Ieri pomeriggio è arrivata la notizia che nessuno avrebbe mai voluto sentire: Antonio Megalizzi, il giornalista trentino ferito durante l’attentato di Strasburgo, ha smesso di lottare. Domani verrà effettuata l’autopsia sulla salma del 29enne italiano. Si tratta di un ulteriore accertamento, deciso dalle autorità francesi. Poi è atteso il nulla osta per il rimpatrio di Antonio in Italia. La data dei funerali non è stata ancora deciso, ma probabilmente coinciderà con la metà della prossima settimana. Lo apprendono le agenzie di stampa da fonti vicine alla famiglia. "I genitori di Antonio Megalizzi, la sorella Federica, la fidanzata Luana e tutta la famiglia chiedono il massimo rispetto per il loro dolore in questo momento così difficile. Non desiderano, per ora, rilasciare ulteriori dichiarazioni ai media. Antonio era un giornalista e, in circostanze simili, avrebbe sicuramente rispettato la volontà dei parenti di un collega venuto a mancare. La data e maggiori informazioni sui funerali verranno comunicate nei prossimi giorni". Lo ha fatto sapere la famiglia di Antonio Megalizzi.

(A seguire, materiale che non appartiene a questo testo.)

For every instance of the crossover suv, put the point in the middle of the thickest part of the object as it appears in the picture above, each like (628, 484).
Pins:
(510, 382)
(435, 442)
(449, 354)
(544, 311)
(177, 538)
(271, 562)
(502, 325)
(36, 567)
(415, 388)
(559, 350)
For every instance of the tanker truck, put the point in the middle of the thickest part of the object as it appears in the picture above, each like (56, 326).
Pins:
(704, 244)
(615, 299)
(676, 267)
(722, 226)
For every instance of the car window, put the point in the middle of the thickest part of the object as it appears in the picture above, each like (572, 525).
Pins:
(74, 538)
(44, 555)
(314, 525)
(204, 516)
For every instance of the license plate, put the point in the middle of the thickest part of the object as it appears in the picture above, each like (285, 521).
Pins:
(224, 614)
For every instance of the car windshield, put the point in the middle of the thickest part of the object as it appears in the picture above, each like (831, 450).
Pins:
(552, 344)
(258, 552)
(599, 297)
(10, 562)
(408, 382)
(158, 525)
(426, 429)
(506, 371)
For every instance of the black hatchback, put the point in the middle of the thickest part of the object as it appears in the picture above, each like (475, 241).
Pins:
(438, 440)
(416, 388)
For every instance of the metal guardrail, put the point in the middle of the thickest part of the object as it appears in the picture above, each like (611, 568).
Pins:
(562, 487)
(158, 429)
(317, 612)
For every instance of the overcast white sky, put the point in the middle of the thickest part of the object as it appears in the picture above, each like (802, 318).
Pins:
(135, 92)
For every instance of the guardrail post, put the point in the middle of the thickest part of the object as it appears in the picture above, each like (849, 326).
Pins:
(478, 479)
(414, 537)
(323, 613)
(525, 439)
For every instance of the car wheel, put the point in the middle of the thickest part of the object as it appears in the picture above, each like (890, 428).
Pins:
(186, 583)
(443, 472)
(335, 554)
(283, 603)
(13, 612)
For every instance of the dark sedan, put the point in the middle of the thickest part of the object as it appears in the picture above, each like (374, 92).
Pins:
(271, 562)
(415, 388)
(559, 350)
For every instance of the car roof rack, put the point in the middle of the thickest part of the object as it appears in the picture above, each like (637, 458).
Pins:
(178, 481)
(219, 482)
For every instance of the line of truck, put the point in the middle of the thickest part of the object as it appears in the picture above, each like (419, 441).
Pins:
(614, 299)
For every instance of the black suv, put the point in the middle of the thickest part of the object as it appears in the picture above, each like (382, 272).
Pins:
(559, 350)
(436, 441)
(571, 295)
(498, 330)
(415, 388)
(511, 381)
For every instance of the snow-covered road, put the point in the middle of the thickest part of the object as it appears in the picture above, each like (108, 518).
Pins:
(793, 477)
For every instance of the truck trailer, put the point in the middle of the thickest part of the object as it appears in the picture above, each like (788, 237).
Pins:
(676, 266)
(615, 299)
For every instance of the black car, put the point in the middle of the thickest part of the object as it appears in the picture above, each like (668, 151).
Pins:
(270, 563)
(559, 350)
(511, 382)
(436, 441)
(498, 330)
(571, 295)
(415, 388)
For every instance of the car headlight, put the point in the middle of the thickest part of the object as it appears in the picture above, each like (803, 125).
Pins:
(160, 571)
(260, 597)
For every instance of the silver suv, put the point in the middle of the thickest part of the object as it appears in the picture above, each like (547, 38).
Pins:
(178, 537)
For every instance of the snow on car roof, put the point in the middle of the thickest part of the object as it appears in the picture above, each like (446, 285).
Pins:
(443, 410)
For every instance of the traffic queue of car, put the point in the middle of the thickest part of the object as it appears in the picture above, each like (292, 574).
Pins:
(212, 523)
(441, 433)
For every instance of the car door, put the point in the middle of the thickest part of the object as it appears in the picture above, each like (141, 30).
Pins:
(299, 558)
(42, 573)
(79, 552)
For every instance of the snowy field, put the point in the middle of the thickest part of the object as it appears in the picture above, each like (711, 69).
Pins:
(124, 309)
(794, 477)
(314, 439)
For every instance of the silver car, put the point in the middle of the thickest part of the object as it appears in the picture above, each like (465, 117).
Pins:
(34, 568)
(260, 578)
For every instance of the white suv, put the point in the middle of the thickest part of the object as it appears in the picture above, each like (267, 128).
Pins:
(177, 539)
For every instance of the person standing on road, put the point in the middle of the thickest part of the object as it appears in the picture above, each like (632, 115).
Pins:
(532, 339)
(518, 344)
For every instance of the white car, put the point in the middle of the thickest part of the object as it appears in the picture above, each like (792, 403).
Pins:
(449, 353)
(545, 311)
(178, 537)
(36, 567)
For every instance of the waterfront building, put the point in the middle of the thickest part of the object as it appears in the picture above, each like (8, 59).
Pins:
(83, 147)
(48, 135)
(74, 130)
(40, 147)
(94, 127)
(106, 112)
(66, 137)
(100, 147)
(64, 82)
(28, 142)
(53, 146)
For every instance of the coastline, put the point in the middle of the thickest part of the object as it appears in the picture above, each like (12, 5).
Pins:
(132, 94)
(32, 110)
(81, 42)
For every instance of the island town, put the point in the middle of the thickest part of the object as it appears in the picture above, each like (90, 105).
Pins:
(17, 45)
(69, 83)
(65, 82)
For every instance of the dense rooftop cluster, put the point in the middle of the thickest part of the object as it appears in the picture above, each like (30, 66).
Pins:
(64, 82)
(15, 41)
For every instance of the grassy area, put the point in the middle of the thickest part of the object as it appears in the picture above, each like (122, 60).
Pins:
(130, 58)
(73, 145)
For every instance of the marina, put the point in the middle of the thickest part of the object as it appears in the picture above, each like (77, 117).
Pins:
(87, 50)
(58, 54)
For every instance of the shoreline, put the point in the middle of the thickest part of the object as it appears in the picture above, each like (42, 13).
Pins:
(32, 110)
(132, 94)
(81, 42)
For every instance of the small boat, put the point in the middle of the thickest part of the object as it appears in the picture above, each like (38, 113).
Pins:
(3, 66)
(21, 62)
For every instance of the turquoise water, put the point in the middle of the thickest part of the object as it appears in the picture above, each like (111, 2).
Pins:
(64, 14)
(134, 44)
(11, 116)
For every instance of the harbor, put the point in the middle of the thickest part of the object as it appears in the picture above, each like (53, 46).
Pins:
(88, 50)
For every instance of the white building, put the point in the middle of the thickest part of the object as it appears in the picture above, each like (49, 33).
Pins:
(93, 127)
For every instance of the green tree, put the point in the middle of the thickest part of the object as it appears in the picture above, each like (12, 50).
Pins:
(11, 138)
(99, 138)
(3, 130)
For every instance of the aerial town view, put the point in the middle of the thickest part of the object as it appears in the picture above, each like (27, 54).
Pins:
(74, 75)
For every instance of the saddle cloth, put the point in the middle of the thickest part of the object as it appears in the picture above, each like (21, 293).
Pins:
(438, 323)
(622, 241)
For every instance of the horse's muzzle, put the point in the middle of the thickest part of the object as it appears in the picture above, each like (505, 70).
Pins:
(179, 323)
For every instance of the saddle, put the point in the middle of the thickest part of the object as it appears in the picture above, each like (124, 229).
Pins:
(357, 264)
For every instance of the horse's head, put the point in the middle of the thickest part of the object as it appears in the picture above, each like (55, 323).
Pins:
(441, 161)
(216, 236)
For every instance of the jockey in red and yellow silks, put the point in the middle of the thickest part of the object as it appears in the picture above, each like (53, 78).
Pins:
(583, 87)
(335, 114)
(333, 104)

Ieri, davanti alla porta di casa del giornalista a Trento, gli amici hanno affisso una struggente lettera a lui dedicata: "Se potessi fermare il tempo lo farei per te amico mio, perché i tuoi momenti più belli regalassero ancora ai tuoi giorni una gioia sempre viva – si legge – Se potessi prendere un arcobaleno lo farei proprio per te. E condividerei con te la sua bellezza, nei giorni in cui tu fossi malinconico. Se potessi costruire una montagna, potresti considerarla di tua piena proprietà; un posto dove trovare serenità, un posto dove stare da soli e condividere i sorrisi e le lacrime della vita. Se potessi prendere i tuoi problemi li lancerei nel mare e farei in modo che si sciolgano come il sale. Ma adesso sto trovando tutte queste cose improponibili per me, non posso fermare il tempo, costruire una montagna, o prendere un arcobaleno luminoso da regalarti. Ma lasciami essere ciò che so essere di più: semplicemente un amico".